1x22 - A Semente (Parte IV)

930 102 8
                                    

O frio espalhava-se pelas entranhas de Pedrinho a cada valioso segundo. Suas roupas, empapadas de sangue, exerciam sobre ele ainda mais peso, limitando seu movimento a um rastejar vagaroso. O círculo de Dona Benta parecia fechar-se cada vez mais ao seu redor, mas as velas da procissão negra em nada aqueciam seu corpo exausto. Faltavam-lhe forças até para chorar.

Pelo canto do olho, Pedrinho avistou Néia, em seus trajes de dormir, deixando a ala dos empregados. A criada avançou receosa pela sala, desviando de móveis que não estavam ali, e foi até a janela. - Que tá acontecendo aí?! Quem tá aí?! - perguntou, sem que nenhuma resposta viesse da turba que tentava forçar seu caminho para dentro da outra Casa Grande. - Ai meu Deus... Dona Benta! Dona Benta!

Néia subiu as escadas aos gritos, incapaz de enxergar Dona Benta bem ao seu lado. A senhorinha segurava a adaga na altura do pescoço de Pedrinho, e ele podia sentir o sangue pingando em sua nuca. Apesar disso, Pedrinho não quis pensar no fim. Preferiu imaginar o que estaria fazendo Narizinho, o quão distante dali ela estava, sem saber que a amiga jamais fora mais longe do que o milharal que por tantas vezes haviam explorado. Narizinho corria obstinada por uma das trilhas, deixando um rastro que conduzira o trio de cultistas direto até ela.

- Para aí menina! Não tem pra onde correr. - disse um deles quando ela finalmente parou.

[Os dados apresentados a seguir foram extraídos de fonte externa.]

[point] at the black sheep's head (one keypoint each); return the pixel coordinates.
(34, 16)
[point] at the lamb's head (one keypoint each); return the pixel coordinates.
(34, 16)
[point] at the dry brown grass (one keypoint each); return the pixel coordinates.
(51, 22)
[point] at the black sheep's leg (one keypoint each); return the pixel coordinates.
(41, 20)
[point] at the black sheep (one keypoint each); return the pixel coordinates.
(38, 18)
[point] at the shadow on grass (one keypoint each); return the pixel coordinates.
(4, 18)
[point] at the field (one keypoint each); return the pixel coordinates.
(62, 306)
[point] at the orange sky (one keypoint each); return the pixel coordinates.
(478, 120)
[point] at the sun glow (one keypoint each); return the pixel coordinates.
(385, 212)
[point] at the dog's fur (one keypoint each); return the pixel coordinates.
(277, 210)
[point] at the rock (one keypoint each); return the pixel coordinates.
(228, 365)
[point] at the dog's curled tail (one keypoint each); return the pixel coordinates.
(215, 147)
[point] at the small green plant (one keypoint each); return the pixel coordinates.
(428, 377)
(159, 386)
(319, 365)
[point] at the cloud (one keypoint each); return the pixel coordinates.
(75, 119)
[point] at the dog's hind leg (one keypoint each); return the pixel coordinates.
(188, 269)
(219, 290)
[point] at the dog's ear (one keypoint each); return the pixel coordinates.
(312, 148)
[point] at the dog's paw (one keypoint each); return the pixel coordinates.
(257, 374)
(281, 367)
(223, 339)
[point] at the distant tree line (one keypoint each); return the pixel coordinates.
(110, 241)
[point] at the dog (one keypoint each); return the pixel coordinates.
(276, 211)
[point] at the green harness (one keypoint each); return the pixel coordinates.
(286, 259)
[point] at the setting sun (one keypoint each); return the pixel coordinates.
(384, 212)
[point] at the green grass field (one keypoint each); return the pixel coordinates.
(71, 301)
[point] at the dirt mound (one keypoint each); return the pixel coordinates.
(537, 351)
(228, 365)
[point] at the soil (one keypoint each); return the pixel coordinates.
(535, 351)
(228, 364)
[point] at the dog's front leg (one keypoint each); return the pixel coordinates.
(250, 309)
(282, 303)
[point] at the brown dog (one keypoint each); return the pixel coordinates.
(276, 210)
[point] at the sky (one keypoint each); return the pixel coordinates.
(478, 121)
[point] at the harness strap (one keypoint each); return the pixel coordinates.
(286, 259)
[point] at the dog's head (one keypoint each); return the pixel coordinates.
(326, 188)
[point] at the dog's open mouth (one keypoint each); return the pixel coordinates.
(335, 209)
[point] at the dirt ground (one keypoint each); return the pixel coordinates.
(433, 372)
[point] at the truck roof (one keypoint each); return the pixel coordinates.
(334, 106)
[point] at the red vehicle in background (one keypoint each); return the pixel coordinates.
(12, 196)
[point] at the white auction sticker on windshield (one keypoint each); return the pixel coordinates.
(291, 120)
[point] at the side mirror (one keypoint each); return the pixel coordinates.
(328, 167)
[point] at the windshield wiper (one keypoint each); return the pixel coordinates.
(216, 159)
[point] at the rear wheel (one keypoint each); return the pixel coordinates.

Narizinho segurou com firmeza a alça do lampião, como ela havia lhe dito em seu sonho. Os outros dois homens de preto a cercavam, um de cada lado da clareira, fazendo estalar sob seus pés as espigas de milho mortas. Mas não era com eles que Narizinho se preocupava, nem com o terceiro, cuja sombra, cada vez mais próxima, o luar atirava sobre ela. No instante em que Narizinho levantou o lampião, fazendo cessar o avanço do trio, sua atenção estava voltada para o quarto homem. Aquele que abria os braços bem acima dela.

- Larga isso, menina. - disse o cultista. - Vai acabar se machucando...

Narizinho reuniu toda a força de seu braço magricela naquele arremesso. O lampião voou pelo ar ao mesmo tempo em que o homem se atirava sobre ela, derrubando-a junto à base da cruz. Ao colidir contra a estreita faixa de madeira entre o corpo e a cabeça de bola de futebol, o vidro explodiu e a palha ressecada foi banhada por óleo flamejante.

Em segundos, o Visconde de Sabugosa estava coberto de fogo. As labaredas o devoraram rapidamente, reduzindo sua forma de homem a uma pira ardente que logo cedeu, despencando para trás.

Muito longe dali, Dona Benta rolava Pedrinho sobre a estrela manchada de vermelho, expondo assim seu peito arfante. A adaga ergueu-se mais uma vez.

- Sanguine aqua est.

O rugido se fez ouvir por todos os que estavam no Sítio do Picapau Amarelo. Não importasse em qual lado da fronteira.

Os homens encarregados de levar Narizinho se entreolharam, em pânico, antes de se voltarem para a direção de onde tamanho horror ressoara. De onde estavam não conseguiam enxergar o fim do milharal, tampouco o riacho e o olho que se abria no morro mais além. Ainda assim, eles viram. No fundo de suas mentes, tal como haviam escutado o rugido monstruoso, eles viram.

Todos no sítio viram.

O pesadelo arrastou-se dolorosamente pelo canal rochoso, mãos imensas alcançando as bordas da fenda e agarrando-se a ela para trazer à existência o corpanzil inchado, esverdeado de morte. Braços e pernas brotavam da decadente massa de carne como apêndices atrofiados que, embora maiores que um homem, eram, ainda assim, desproporcionais ao resto. Tal qual se esperaria de uma criança.

O esforço do ser em locomover-se fazia abrir rachaduras sangrentas em sua carne pútrida, adicionando dor à melodia de rancor inenarrável. Seus berros horrendos, entoados no compasso de uma velha canção de ninar, ecoavam como se partissem da própria terra, violada naquele parto nefasto.